Pero bueno, vamos a ver, ¿hay sexo o no hay sexo?
Ahora va, ahora va.
Los hombres éramos rudos, las mujeres delicadas. Esto era necesario que lo comprendiéramos para saber cómo teníamos que tratarlas. Nosotros éramos el ímpetu, el dinamismo, ellas, por el contrario, la pasividad, la calma. La tensión se apoderaba de nosotros con harta frecuencia. Las mujeres en cambio, eran como el mar, tenían sus mareas al ritmo que les marcaba una naturaleza mucho más tranquila. En una palabra, éramos más ardientes que ellas, motivo por el que corríamos el riesgo de importunarlas con nuestras exigencias, hasta el punto de poner en riesgo no la unión de la pareja, porque el matrimonio era para toda la vida, pero sí la paz y la armonía del hogar. Debéis saber, la voz ahora claramente aflautada del fraile, debéis saber y tenerlo muy presente en el futuro que, después de la unión conyugal, una mujer tarda dos meses e incluso más en tener deseo de nuevo.

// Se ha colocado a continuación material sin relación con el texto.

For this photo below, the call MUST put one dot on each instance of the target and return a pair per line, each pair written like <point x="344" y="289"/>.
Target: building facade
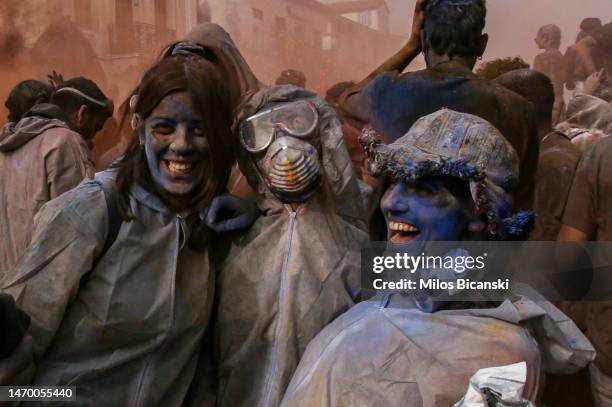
<point x="273" y="35"/>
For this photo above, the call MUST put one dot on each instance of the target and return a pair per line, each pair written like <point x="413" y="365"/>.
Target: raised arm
<point x="350" y="100"/>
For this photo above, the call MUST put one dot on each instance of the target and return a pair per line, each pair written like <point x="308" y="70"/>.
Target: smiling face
<point x="426" y="210"/>
<point x="175" y="145"/>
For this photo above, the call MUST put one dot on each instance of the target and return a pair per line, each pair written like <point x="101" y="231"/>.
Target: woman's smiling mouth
<point x="178" y="168"/>
<point x="401" y="232"/>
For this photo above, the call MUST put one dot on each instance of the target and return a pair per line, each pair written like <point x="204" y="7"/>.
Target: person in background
<point x="588" y="217"/>
<point x="43" y="155"/>
<point x="492" y="69"/>
<point x="450" y="34"/>
<point x="595" y="50"/>
<point x="575" y="70"/>
<point x="556" y="168"/>
<point x="589" y="119"/>
<point x="291" y="77"/>
<point x="350" y="128"/>
<point x="551" y="63"/>
<point x="24" y="96"/>
<point x="85" y="107"/>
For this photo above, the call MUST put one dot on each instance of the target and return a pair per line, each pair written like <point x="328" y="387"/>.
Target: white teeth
<point x="176" y="166"/>
<point x="402" y="227"/>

¿Qué, cómo, cuándo, dónde? Un coro de voces repentinamente excitadas. ¿Dos meses? ¿Qué decía el padre cura?
Dos meses. He dicho dos meses, sí. O más. Y durante ese tiempo el hombre debe respetarla y mantenerse casto hasta que ella esté propicia otra vez.
¡Pero bueno! ¿Quién? ¿Por qué? ¿De qué manera? Un revuelo de preguntas, de opiniones, de quejas, alguna maldición por lo bajo. Y, por encima: una voz, la de un asturiano recio, un hombre ya, con cara y voz y modales de hombre, pero, quizás, con la inocencia de un adolescente: ¿Dos meses acostado junto a una mujer y sin poder tocarla? ¡No es justo! Usted lo tiene más fácil, a fin de cuentas, usted duerme solo.
El fraile sonrió, alzó la mano como para pedir silencio y responder al asturiano. Pero en aquel momento sonó el timbre que indicaba el final de la clase y lo que hizo fue despedirse y abandonar el aula hasta el próximo día. Las clases prosiguieron hasta el final del curso, pero, aunque se lo insinuamos en más de una ocasión, nunca más se volvió a hablar del tema.
Así estaban las cosas entonces. No sé, pero creo que, a pesar de las apariencias, en el fondo, el asunto ha variado poco.